Alan Jones is a film critic, broadcaster and reporter on the Horror Fantasy genre who has travelled the world to report on movies in production. His first assignment was the original Star Wars in 1977, after which he became London correspondent for Cinefantastique magazine (1977–2002) and reviewed for British magazine Starburst from 1980 until 2008. A film critic for Film Review and Radio Times, he has made contributions to the Radio Times Guide to Films, the Radio Times Guide to Science Fiction and Halliwell's Film Guide.  He has also served as film critic for BBC News 24, Front Row on BBC Radio 4, and on Sky News programme Sunrise.  He has worked for many of the long-established cinema magazines – Empire, Premiere and Total Film, an article in which – The Splat Pack – is credited for the first use of a term that is now part of film industry jargon.

Punk connections 
Jones' punk-era reminiscences about close friend Sid Vicious formed the basis of director Alex Cox's screenplay Sid and Nancy.
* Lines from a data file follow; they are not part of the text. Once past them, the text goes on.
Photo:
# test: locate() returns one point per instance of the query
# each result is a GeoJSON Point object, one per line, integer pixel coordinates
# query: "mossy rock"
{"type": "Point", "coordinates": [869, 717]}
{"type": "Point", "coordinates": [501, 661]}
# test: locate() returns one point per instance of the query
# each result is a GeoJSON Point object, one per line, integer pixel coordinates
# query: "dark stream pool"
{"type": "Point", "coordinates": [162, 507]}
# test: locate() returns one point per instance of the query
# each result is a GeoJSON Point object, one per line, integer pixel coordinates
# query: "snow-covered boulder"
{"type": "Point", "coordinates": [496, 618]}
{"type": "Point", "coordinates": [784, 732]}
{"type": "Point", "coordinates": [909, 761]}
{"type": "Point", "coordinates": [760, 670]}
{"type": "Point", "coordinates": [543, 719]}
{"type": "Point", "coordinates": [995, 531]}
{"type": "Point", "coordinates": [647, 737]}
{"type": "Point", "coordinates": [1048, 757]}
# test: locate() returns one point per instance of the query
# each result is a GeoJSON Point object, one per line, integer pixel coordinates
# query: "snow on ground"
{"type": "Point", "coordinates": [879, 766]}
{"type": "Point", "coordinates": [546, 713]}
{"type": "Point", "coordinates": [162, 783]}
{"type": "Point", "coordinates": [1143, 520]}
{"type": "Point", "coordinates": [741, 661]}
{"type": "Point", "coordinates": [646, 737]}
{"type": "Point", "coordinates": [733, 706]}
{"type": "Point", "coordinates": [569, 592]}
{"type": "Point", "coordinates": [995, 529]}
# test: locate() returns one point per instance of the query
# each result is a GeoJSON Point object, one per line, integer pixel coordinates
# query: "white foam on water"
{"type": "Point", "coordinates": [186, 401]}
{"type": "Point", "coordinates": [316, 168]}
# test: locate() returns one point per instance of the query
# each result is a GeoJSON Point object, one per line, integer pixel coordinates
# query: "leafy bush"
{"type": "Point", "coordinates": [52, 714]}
He has spoken about the friendship in several TV and radio documentaries. Jones worked for designer Vivienne Westwood in her shop SEX, and was the DJ for the Sex Pistols, for whom he starred as a music executive in the film The Great Rock 'n' Roll Swindle.

TV work 
Jones' TV work has included Film Four documentaries about Italian horror directors Mario Bava and Dario Argento and Channel Four's The Top 100 British Box Office Hits.  On the BBC, he was involved in the I Love the '70s BBC documentary series, talking about disco music and his arrest for wearing punk tee shirts.  In addition to these contributions to British TV, he has made television appearances in countries as diverse as Argentina, Colombia, Italy, Spain, Finland and Russia.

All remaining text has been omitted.